Before Accusing God, Remember
So when I don’t understand God’s failure to heal my child (or anyone else I’ve prayed for), I need to remember these things before accusing Him of being unjust:
God created the heavens and the earth with boundless wisdom, making every part fit together. He is wise and knows everything. My child’s deformities were not an oversight.
God’s voice calls forth the wind, the rain, the snow, the lightning. God’s voice alone created all we see of the natural world today. He is powerful.
God was not incapable of healing my children.
God cared about every detail of creation, from His Spirit hovering over the waters before they took on form, to naming his creation, to providing for the needs of every creature in the world, simultaneously.
God is loving. He values and cares for me, even though my babies died.
Like a parent or teacher who has reasons for giving or withholding candy, extending mercy in one situation or calling out misbehavior in another, God has reasons for what he gives and what he takes away.
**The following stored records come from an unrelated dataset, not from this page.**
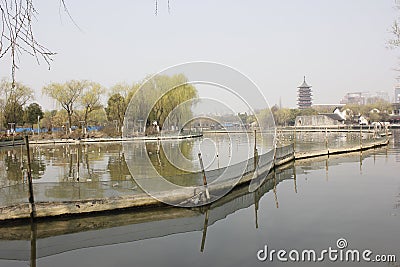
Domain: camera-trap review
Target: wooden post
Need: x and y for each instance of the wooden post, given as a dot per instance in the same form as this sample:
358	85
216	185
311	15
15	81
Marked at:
33	243
204	176
203	239
31	197
255	150
326	139
294	139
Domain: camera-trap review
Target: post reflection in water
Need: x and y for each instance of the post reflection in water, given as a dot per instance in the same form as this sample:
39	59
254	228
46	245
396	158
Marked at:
55	237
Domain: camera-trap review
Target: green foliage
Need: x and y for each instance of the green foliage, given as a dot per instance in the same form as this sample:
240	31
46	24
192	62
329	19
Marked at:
115	110
167	93
67	95
90	99
14	99
13	113
32	112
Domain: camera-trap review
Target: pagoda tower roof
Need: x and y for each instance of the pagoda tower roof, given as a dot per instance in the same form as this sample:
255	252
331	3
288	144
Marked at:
304	84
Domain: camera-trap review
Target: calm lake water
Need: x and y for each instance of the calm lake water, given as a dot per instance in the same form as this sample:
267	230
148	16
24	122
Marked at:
306	205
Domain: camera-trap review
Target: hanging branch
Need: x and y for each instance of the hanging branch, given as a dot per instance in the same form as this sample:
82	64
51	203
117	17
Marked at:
17	35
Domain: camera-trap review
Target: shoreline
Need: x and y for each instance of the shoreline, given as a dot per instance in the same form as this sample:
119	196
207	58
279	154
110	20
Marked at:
55	209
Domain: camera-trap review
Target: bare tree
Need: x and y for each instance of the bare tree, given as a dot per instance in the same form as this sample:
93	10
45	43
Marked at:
17	36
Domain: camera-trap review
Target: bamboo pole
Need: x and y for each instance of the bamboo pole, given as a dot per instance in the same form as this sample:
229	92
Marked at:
204	176
31	197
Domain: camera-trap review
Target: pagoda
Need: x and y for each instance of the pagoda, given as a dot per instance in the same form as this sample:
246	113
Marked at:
304	95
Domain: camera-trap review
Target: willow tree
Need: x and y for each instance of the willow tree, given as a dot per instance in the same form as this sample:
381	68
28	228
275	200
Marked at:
90	99
15	96
67	95
160	98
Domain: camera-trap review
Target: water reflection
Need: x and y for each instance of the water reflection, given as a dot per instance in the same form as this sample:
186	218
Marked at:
30	242
53	237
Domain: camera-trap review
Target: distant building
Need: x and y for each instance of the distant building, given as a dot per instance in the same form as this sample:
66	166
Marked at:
304	99
364	98
319	120
397	94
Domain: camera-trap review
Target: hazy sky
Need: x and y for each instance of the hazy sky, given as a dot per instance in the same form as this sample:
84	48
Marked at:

For what he allows and what he prevents.
Like a child who is ignorant of the broad picture, I need to release my grip on what I think is fair, and trust the only One who is at once all-powerful and all-wise and all-loving.
Would I discredit God’s justice? I dare not.
Instead, I worship the One whose love, care, and wisdom is displayed throughout the universe, eliciting highest praise. God is not required to explain Himself to me. And so I must trust, knowing that he cares for me, and in light of His eternal kingdom, has my best interests at heart.